Posted by fidest press agency su giovedì, 6 ottobre 2016

ghidiniMantova dall’8 al 20 ottobre 2016 Inaugurazione: Sabato 8 ottobre, ore 17.00. Galleria “Arianna Sartori” Pier Luigi Ghidini. La città ideale Presentazione in galleria: Marta Mai Mostra a cura di: Arianna Sartori Orario di apertura:dal Lunedì al Sabato 10.00-12.30 / 15.30-19.30. Chiuso festivi. Scrive la professoressa Marta Mai: “Colori brillanti e ammalianti, linee precise sezionanti spazi, o armoniosamente attorcigliate in percorsi, paesaggi naturali ed ambienti trasformati dall’uomo in cui la natura s’intrufola, s’inerpica e sporge rinata e generosa, caratterizzano la produzione artistica di Pier Luigi Ghidini. È abbondante, e ci viene incontro annunciando da subito un artista entusiasta, che contempla con compiacimento un mondo naturale in perpetuo movimento, che si trasforma e non degrada, che concede spazio all’uomo e a tutte le sue esigenze abitative e lavorative, ma non si lascia soverchiare e spunta là, dove meno te l’aspetti, là dove domina il cemento ed il mattone si congiunge al mattone in un’ascesa verticale, che, metaforicamente resa da scale, indica la sua presenza ovunque le costruzioni hanno coperto prati e colline, o hanno addentato la montagna per farsi largo e dilatarsi.

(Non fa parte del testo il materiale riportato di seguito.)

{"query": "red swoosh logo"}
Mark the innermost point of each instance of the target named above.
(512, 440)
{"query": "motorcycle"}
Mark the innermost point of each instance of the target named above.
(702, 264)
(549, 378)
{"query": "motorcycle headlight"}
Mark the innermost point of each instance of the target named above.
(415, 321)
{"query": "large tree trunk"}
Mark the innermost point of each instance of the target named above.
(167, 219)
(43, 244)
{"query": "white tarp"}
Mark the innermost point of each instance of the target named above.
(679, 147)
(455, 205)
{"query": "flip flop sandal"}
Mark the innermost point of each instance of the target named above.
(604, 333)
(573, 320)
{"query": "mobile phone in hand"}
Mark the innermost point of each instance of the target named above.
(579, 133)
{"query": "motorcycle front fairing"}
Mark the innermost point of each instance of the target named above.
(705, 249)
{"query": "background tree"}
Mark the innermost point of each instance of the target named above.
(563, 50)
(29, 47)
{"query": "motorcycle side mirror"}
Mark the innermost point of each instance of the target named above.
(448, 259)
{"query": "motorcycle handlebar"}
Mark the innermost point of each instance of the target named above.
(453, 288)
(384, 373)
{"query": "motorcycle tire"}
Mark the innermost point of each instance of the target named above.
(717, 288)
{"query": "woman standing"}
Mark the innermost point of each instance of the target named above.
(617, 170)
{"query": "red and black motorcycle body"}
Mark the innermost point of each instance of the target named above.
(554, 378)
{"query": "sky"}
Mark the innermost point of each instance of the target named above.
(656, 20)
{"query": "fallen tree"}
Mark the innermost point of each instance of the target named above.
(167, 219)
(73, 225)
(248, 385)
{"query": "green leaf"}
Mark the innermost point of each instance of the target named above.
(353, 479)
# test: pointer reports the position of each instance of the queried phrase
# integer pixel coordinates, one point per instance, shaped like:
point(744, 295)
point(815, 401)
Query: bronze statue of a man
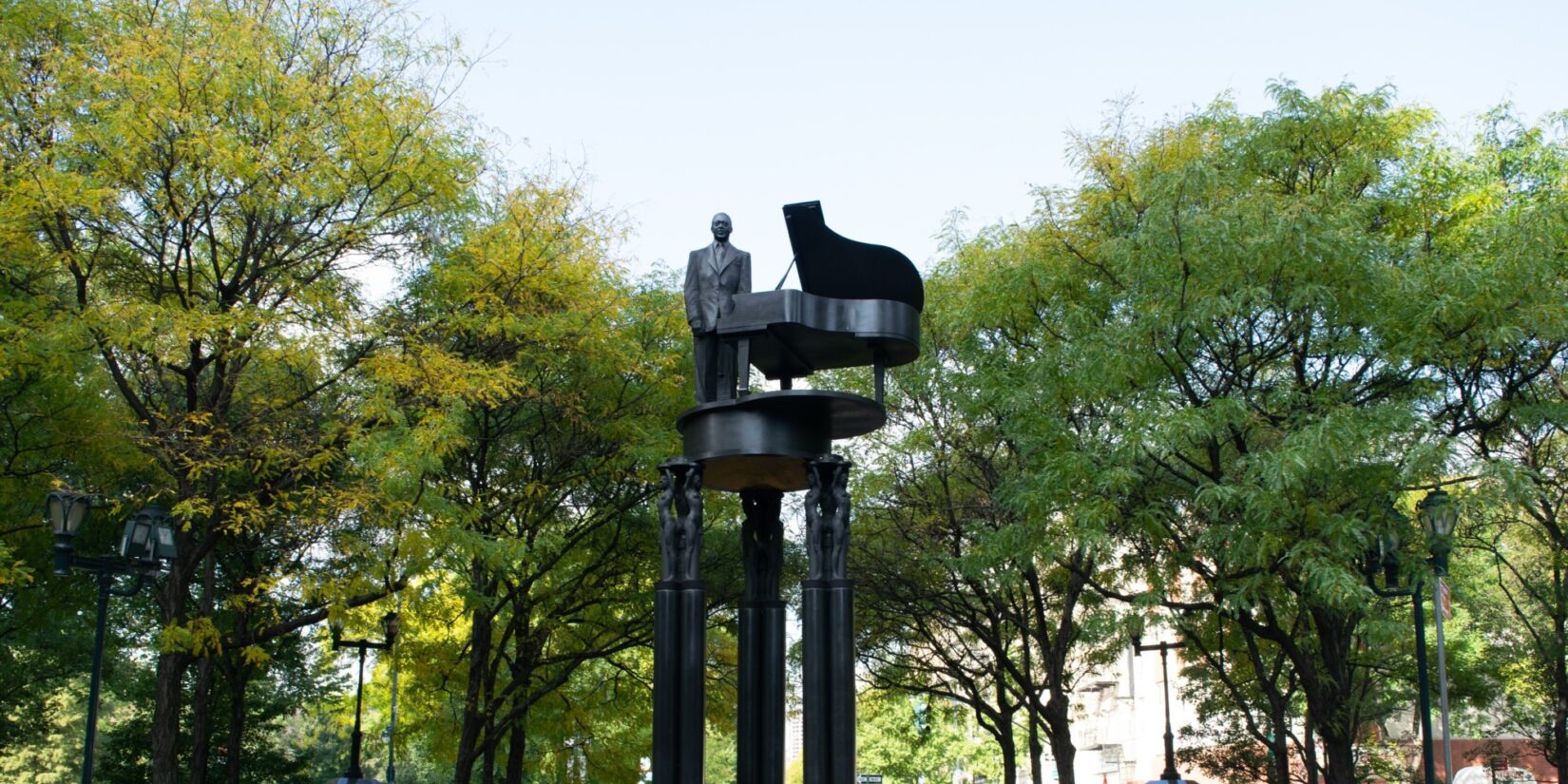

Tutte le opere di Pier Luigi Ghidini constatano che la forza vitale della natura è inalienabile e trova sempre il modo per proclamare la sua sovranità, e risorgere forte. E allora…, ecco l’albero che cresce sul tetto, il fiore, che, gigantesco, pencola da una feritoia, ecco mille variopinte corolle, che si ammassano dove la rugiada irrora il prato, o dove la mano operosa dell’uomo, nutrendo il seme, ne attende la sua esplosione; e ancora là, dove una fantasmagorica fioritura culmina in un gigantesco vaso, che, padrone della scena, quale cornucopia dell’abbondanza, varia la sua offerta, trasbordando frutti succosi ed esprimendo riconoscenza all’uomo che l’ha accudito con amore. E dall’amore, filo guida della produzione artistica di Pier Luigi Ghidini, tutto consegue. L’artista lo dice con metafore, che, inconfondibili, appaiono ora appartate, ora in prima fila. Sono piccoli o grandi cuori, che proiettano qui un’aiuola profumata, là sono preziosa teca per i tesori della natura, e ancora altrove, quale cornice leggera, contornano una visione paesaggistica.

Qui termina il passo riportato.